During the lunch, April regailed us with tales of Niger.
"If you're a guy, they tell you not to pee in the lakes because there are parasites that can swim up your urine stream."
"Nuh-uh," Nick said.
"No, really."
"Nuh-uh."
"No, there really are. They swear."
"Nuh-uh."
This. Went. On. Forever. I thought I would take my salad fork and stab him with it.

I told my then-roommate Chris -- who was like an older gay brother: we teased each other a GREAT deal but also looked out for one another too. He persuaded me to write April -- a scant twelve hours before she left the continent -- to ask for Matt's number. I think he did that partly for his own amusement, hoping it would blow up in my face.
I did such a snow job.
"You know April seeing you and Jon and Rosanna and Nick reminded me: I have been too lax with the people in my life, content to let them slip through my fingers. I thought of your Halloween parties and that time we all got together and watched Labyrinth. (I wish Jeff could have been made it out today.) I decided I would do something about it. I need to get updated contact information for everyone, and I know you are obscenely busy packing and double-checking everything, but you are such a talented coordinator. Would you happen to have the cell number for Matt Stephens? I think he's the only one in Atlanta right now. I'll start with him."
Oh, that was smooth.
So April wrote back with this knowing one-sentence reply email. "His number is __________."

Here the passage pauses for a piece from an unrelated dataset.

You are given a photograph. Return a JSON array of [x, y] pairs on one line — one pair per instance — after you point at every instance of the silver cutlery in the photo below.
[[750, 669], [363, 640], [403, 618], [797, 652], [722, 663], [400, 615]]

We met up a few times. We got some coffee, and Matt shared that he'd dropped out of college and was just kind of adrift right now and a little depressed.
He came over to my house, and we tried the wretched home-made Mr. Beer that Chris had created.
"Oh my God! This is terrible," Matt said.
"It's like watered down Kool-aide that is slightly beer-flavored," I agreed.
"They're trying to teach me about beer at work." Matt was working at Gordon Birscht or whatever in downtown.
A few other slight adventures, and ... I knew I shouldn't. I knew he only wanted a friend, and in fact, he may even have told me so. I don't remember. But I convinced myself that I wasn't sure. I was too committed to the possibility, to the potential story that maybe he did love me.
So one night, when we were at my house, sitting on the sofa, I just reached out and put my hand on his knee and then quickly withdrew it. Matt excused himself shortly after that. Instead of hugging goodbye as we had been doing, he only waived. The next day, I tried to call, and the number had been disconnected.
"It's been disconnected?" Chris said. "What did you do?"
"I didn't do anything."
"Call his number."
I did. "'We're sorry. The number you are trying to reach is no longer in service. Message Fifty-Two."
Chris laughed. "Have you called fifty-two times, Will? Is that what that's about?"
I saw Matt only once after that when I was with a group at Gordon Birscht, but he pretended not to see me.

I suppose that's kind of appropriate since unrequited love is all about willful blindness. It's a stage-four infatuation where there's not only some temporary physical attraction that will disappear as soon as the other person opens their mouth but a personality that seems to compliment yours. And so you construct a story with an inherently faulty narrator, with a huge perception discrepancy by definition but a universality as well.
Except Nick is just a poor boyfriend choice. If you don't agree with that, you are just plain wrong, and there is nothing I can do for you.

2 comments:

KT said...

You also can't spell "unrequited" without "Ted." That might mean something.

Will said...

I think it means falling in love with someone named "Ted" is just doomed to failure.